Bettemarie Bond is an overcomer.

She went to college, worked full-time as an occupational therapist, and bought a house in Levittown, despite rare disorders that require her to have all nourishment and medication pumped round-the-clock into a vein in her heart.

But last summer, when declining health forced her to go on disability at age 45, she faced a problem that floored her.

Bond discovered that she would qualify for Medicare this month. Unlike the private health insurance she had through her job, however, the government insurer would not cover her costly intravenous therapy at home, only in a medical facility.

"Does it make sense that Medicare would pay for the infusions if I stayed in a hospital or lived in a nursing home, yet the cheaper alternative of staying in my own home is not an option?" she said.

Patients in her predicament, as well as the home infusion industry and numerous lawmakers, say the answer is no.

For a decade, they have been pushing for legislation that would amend the Social Security Act to close this Medicare coverage gap. The Centers for Medicare and Medicaid Services says it lacks the authority to act independently.

The fifth and latest version of the proposed law, the Medicare Home Infusion Site of Care Act, has been sitting in congressional committees since it was introduced in the Senate and House with bipartisan sponsorship almost a year ago.

Will it pass in 2016? Proponents see a reason for optimism in a recent study commissioned by the National Home Infusion Association. The study, by the leading health-care consulting firm Avalere Health, concluded that home infusion therapy would save Medicare at least $80 million over 10 years.

"Now we have the data to prove it would save money," said Ken Van Pool, vice president of legislative affairs with the home infusion association. The industry group estimates on its website that the home infusion market represents at least $9 billion a year in health-care spending, "serviced by over 1,500 infusion pharmacy locations."

"This is good for the patient and good for Medicare's bottom line," Sen. Johnny Isakson (R., Ga.) said when he introduced the bill in the Senate.

No one knows exactly how many people are receiving infusions at home, but Van Pool guessed "upwards of a million." Many of those patients are fighting severe infections that require intravenous antibiotics temporarily or intermittently. Other conditions commonly treated with custom-made infusions include cancers, cancer-related pain, heart failure, hemophilia, immune deficiencies, and multiple sclerosis.

Isakson knows the benefits of home infusion from personal experience.

"Twenty-six years ago, in 1989, my youngest son was tragically injured in a horrible automobile accident," the senator said in a news release when the bill was introduced last January. "His ability to recover at home rather than a hospital was less expensive and better for his quality of life."

In the 1990s, private insurers and most state Medicaid programs recognized the financial and medical advantages of shifting intravenous therapies from costly settings such as hospitals to patients' homes whenever possible. Besides simplifying access to care, home infusions reduced the risks of infections acquired in hospitals or nursing homes.
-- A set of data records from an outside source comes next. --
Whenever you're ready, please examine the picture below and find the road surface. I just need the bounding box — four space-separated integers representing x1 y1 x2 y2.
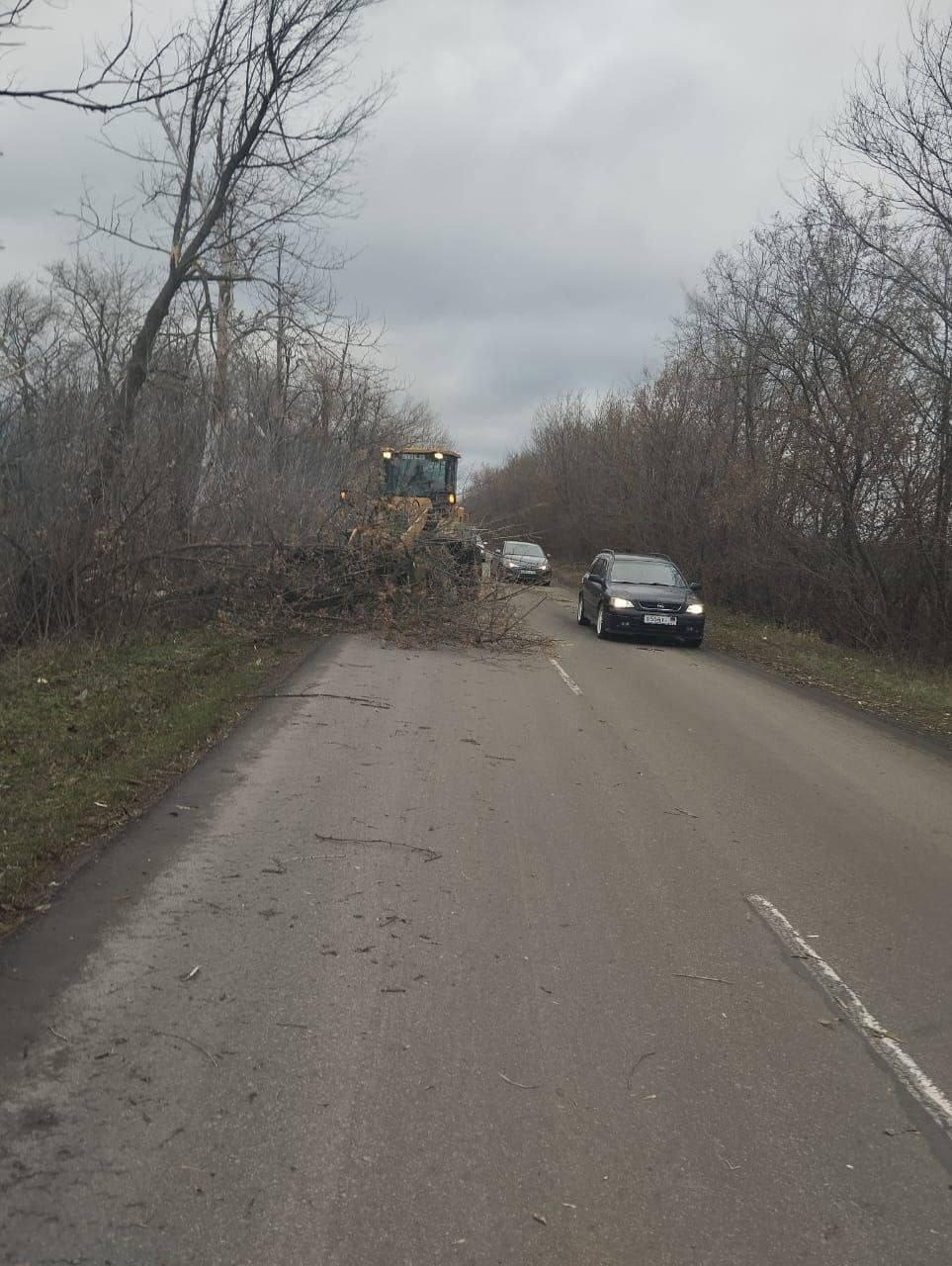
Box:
0 588 952 1266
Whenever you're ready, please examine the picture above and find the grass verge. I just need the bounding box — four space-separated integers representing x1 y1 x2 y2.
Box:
0 624 312 935
705 606 952 740
554 562 952 741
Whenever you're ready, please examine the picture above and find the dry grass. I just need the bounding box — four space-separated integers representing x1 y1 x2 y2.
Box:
0 623 305 931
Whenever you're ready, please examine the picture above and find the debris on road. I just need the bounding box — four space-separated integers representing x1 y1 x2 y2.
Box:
671 971 735 985
499 1072 542 1090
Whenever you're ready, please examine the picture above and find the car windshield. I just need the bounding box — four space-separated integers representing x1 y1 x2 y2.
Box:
612 558 685 587
502 541 546 558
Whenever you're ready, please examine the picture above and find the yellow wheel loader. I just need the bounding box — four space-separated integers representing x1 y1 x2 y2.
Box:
347 446 478 582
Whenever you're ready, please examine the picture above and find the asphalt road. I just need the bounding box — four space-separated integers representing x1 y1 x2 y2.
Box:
0 589 952 1266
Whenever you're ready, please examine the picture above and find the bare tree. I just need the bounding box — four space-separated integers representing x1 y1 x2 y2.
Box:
74 0 383 503
0 0 199 118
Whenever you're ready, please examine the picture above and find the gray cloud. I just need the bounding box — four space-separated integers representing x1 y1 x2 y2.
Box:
0 0 906 462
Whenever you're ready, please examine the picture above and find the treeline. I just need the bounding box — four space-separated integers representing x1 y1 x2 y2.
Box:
0 0 442 646
469 14 952 662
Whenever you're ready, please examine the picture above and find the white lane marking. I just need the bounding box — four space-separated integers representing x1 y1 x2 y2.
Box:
747 894 952 1136
548 656 582 695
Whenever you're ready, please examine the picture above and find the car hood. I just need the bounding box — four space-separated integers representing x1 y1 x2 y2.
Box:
609 580 694 606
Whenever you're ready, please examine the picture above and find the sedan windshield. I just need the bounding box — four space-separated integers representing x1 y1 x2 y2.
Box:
612 558 685 588
502 541 546 558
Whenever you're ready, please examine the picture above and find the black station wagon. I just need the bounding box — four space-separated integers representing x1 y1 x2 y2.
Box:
577 550 704 646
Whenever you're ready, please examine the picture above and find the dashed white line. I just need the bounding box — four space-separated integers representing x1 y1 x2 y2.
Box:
747 894 952 1136
548 656 582 695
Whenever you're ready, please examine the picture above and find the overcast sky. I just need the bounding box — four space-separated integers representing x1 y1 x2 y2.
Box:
0 0 916 465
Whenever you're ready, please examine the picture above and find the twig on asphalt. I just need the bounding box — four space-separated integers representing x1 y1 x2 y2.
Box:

Medicare, however, was different. As the vast federal program evolved with its complicated coverage components, home infusion fell partly through the cracks. Medicare does cover the actual drugs given in the home. But it pays nothing for the supplies - tubing, bags, needles, pumps - or the administrative, pharmacy, and nursing services that may be involved.

"I believe it was an unintentional gap in the Medicare regulations, but it really is time to fix it," said Thomas D. Brown, director of Jefferson Home Infusion Service, part of the hospital system.

Brown estimated that a patient getting a home infusion of antibiotics would have to pay $50 a day out-of-pocket for medical supplies and services.

Many patients can't afford to pay out of pocket or to even buy an extra insurance plan to supplement Medicare.

"We deal with this issue every day of the week," Brown said. "These patients are literally being forced into another site such as a skilled nursing facility or an outpatient infusion center."

Bond's needs are particularly extreme and complicated.

Because of digestive and metabolic disorders, the Bucks County resident uses portable pumps to infuse all nourishment - vitamins, minerals, fats, hydration - plus pain medication to manage pancreatic inflammation and bile duct spasms.

"I can't go even an hour without infusing," Bond explained in a letter to lawmakers asking them to cosponsor the home infusion bill.

She would need to make so many trips a day to an outpatient clinic that it would be impractical, she said. And living in a nursing home would dramatically increase her risk of colds and infections that could become life-threatening.

For now, her solution is a Medicare "Advantage" plan - offered by a private company under contract with Medicare - that has a $6,900 annual deductible. She spent many days making phone calls before finding the plan in November, with help from the teachers' retirement system. She used to work with autistic children in a Bucks County regional service agency.

"What is scary is that this plan may not be available next year, and I'll be back to the nightmare I was in in November, thinking I won't have insurance coverage for the IV's that keep me alive," she said, "and that I may have to move into a nursing home."